Several speakers described themselves as “accidental entrepreneurs,” who came up with the idea for their business almost by happenstance, but then followed up with passion and hard work. Such was the case for Three Heads Brewing in Rochester, where a group of neighborhood drinking buddies started sampling West Coast regional beers and then tried brewing their own beer at home. Geoff Dale, one of the “three heads,” said their home brews started attracting more fans than the West Coast beers they shared with their friends. They submitted five homemade beers to a brewing competition in Buffalo about a decade ago, walking away with three gold medals and a bronze and the assurance that what they were doing could be a successful business.
Those early group experiences helped shape the company’s continuing emphasis on community, Dale said. “Beer to me is a communal drink.” He can’t recall attending a single concert where beer wasn’t part of the experience, he said. “The idea is always to tie in fun with our beer.”
Featuring Rochester images and names on the beer bottle labels has been a helpful selling point, Dale said, as former Rochesterians like to boost their hometown by having these products shipped to them.
Dale co-presented with Leslie Ward, founder of the Lovin’ Cup at RIT’s Park Point development. Ward went to college to become an English teacher, but then found organizing events and marketing, first for nonprofits and then restaurants, was more her style.
When the Park Point development became available, the native of Henrietta decided to pitch a locally operated restaurant and music venue.
“This town deserves something that’s organic and true,” she said. Her passion convinced family members and other investors to back her idea, using a name she thought up years before. No one knew what Lovin’ Cup meant at first, but the same was true when Starbucks came onto the scene, she said.

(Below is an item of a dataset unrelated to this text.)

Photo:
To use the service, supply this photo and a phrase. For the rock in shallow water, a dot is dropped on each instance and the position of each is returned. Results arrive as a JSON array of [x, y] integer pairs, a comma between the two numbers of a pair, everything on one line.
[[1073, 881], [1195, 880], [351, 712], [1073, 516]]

“At the beginning it was throwing events, making them awesome and not even making money off the tickets, just so people would come back,” Ward said.

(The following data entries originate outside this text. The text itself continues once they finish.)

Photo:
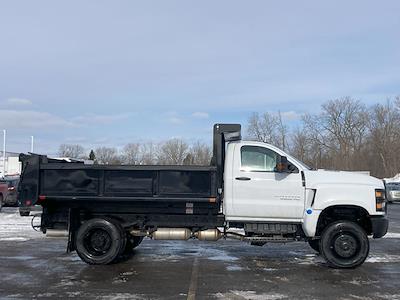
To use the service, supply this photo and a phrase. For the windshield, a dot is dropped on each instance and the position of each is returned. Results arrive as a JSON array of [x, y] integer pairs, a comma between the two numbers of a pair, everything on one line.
[[303, 165], [393, 186]]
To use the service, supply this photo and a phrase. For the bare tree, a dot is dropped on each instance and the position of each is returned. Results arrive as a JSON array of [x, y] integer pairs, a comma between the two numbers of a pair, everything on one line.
[[199, 154], [131, 154], [148, 153], [173, 152], [107, 155], [268, 128], [71, 151], [384, 126], [338, 133]]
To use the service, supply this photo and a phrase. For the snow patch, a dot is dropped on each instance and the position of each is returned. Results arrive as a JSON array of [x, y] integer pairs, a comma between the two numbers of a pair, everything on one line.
[[249, 295], [385, 258], [391, 235]]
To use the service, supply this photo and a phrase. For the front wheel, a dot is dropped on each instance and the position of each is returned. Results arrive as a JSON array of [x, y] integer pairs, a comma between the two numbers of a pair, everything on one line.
[[99, 241], [314, 244], [344, 244]]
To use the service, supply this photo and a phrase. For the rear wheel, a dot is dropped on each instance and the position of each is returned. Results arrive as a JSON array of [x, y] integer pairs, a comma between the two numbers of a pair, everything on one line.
[[344, 244], [314, 244], [100, 241], [131, 243]]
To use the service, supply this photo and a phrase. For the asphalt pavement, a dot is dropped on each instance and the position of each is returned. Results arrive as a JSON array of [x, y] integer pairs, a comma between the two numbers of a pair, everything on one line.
[[35, 267]]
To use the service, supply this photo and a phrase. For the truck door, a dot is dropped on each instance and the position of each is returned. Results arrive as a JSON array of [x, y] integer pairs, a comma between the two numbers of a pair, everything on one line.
[[260, 192]]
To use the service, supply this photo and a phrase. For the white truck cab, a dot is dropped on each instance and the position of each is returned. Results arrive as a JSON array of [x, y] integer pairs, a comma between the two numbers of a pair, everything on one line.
[[264, 187]]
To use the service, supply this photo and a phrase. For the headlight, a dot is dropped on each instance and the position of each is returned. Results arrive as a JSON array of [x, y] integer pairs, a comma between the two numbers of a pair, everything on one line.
[[380, 198]]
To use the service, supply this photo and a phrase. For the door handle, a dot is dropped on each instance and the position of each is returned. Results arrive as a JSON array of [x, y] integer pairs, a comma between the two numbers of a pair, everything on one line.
[[243, 178]]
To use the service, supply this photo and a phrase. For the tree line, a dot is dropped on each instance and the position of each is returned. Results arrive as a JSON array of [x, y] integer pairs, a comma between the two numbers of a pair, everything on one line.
[[345, 135], [172, 152]]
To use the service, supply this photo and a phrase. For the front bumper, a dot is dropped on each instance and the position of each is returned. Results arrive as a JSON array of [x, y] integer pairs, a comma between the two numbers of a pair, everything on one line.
[[11, 199], [380, 226]]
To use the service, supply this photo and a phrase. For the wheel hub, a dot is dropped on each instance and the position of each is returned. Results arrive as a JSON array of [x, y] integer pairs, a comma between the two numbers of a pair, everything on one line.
[[99, 242], [345, 245]]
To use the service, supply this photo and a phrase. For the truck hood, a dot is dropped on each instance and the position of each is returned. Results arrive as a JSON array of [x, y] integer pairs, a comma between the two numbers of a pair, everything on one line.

Even today, with Lovin’ Cup established as a live-music venue and restaurant, and after two expansions, Ward spends 10 hours a week organizing events, such as its annual voice competition, and promoting them on social media.
Both Dale and Ward said they have had to change how they do business to accommodate customer preferences. Lovin’ Cup launched with counter service only but quickly added servers when customers showed a preference for being waited on, Ward said. Similarly, there have been some wonderful beers that the owners of Three Heads love but had to abandon.
“If it doesn’t sell, kick it to the curb,” Dale said. “You have to have an ego to open a business, but you have to leave it at the door once you open the business.”